MCPCorpus: Dataset for MCP Ecosystem Analysis
- MCPCorpus is a comprehensive, normalized dataset of MCP servers and clients, aggregating details from MCP.so and GitHub for reproducible ecosystem studies.
- It features over 20 standardized attributes per artifact, ensuring consistent data integration and enabling quantitative analysis of code quality and engagement.
- The integrated tooling suite automates data synchronization, normalization, and inspection, facilitating robust research on adoption patterns and ecosystem health.
MCPCorpus is a large-scale, structured dataset and associated tooling suite for reproducible analysis of the Model Context Protocol (MCP) ecosystem. It provides a comprehensive, regularly updated snapshot of MCP servers and clients, including detailed technical and development metadata. By systematically aggregating, normalizing, and annotating artifacts from the public MCP registry (MCP.so) and GitHub, MCPCorpus enables empirical paper of adoption patterns, operational diversity, and ecosystem health in the rapidly evolving field of model-tool integrations.

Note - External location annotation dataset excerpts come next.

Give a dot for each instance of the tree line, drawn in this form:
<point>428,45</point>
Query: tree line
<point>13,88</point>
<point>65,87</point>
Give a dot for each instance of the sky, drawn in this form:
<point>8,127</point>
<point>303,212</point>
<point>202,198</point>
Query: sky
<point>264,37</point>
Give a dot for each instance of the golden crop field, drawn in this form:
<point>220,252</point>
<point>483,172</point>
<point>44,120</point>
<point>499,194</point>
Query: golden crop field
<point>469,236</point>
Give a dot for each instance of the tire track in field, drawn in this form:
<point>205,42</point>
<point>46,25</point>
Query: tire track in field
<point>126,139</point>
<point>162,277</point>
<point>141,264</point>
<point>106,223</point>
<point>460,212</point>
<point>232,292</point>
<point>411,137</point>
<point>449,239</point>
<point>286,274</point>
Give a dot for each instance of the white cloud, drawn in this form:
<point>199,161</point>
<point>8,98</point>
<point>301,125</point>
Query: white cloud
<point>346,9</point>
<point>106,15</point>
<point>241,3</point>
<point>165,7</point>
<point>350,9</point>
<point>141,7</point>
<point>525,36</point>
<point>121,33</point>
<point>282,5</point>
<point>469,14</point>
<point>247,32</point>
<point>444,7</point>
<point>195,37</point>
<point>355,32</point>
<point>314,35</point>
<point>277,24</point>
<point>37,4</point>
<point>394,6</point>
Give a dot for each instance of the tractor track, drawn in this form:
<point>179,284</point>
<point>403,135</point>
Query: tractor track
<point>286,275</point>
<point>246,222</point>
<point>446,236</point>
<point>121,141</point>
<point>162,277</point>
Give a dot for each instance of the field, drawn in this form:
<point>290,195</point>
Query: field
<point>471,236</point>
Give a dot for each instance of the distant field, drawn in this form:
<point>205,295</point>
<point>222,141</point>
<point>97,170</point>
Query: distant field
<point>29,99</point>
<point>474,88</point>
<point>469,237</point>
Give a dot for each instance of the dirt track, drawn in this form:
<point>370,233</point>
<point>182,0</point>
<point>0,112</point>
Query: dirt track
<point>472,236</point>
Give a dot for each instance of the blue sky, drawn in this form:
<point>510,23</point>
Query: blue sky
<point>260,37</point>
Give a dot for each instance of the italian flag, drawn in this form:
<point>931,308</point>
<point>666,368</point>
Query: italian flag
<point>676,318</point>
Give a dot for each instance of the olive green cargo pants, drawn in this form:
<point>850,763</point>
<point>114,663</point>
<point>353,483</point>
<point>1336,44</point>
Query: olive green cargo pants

1. Dataset Composition and Scope
MCPCorpus aggregates and normalizes artifacts from the MCP ecosystem, specializing in bridging registry-level and repository-level metadata:
- Artifact Coverage: The dataset encompasses approximately 14,000 MCP servers and 300 MCP clients. Each entry corresponds to either a distinct MCP server or client, as defined by the MCP.so registry and its associated GitHub repository.
- Annotation Format: Every artifact is represented as a JSON object following a unified schema. This schema combines registry information (e.g., artifact identity, category) with GitHub-derived measures of code quality and engagement.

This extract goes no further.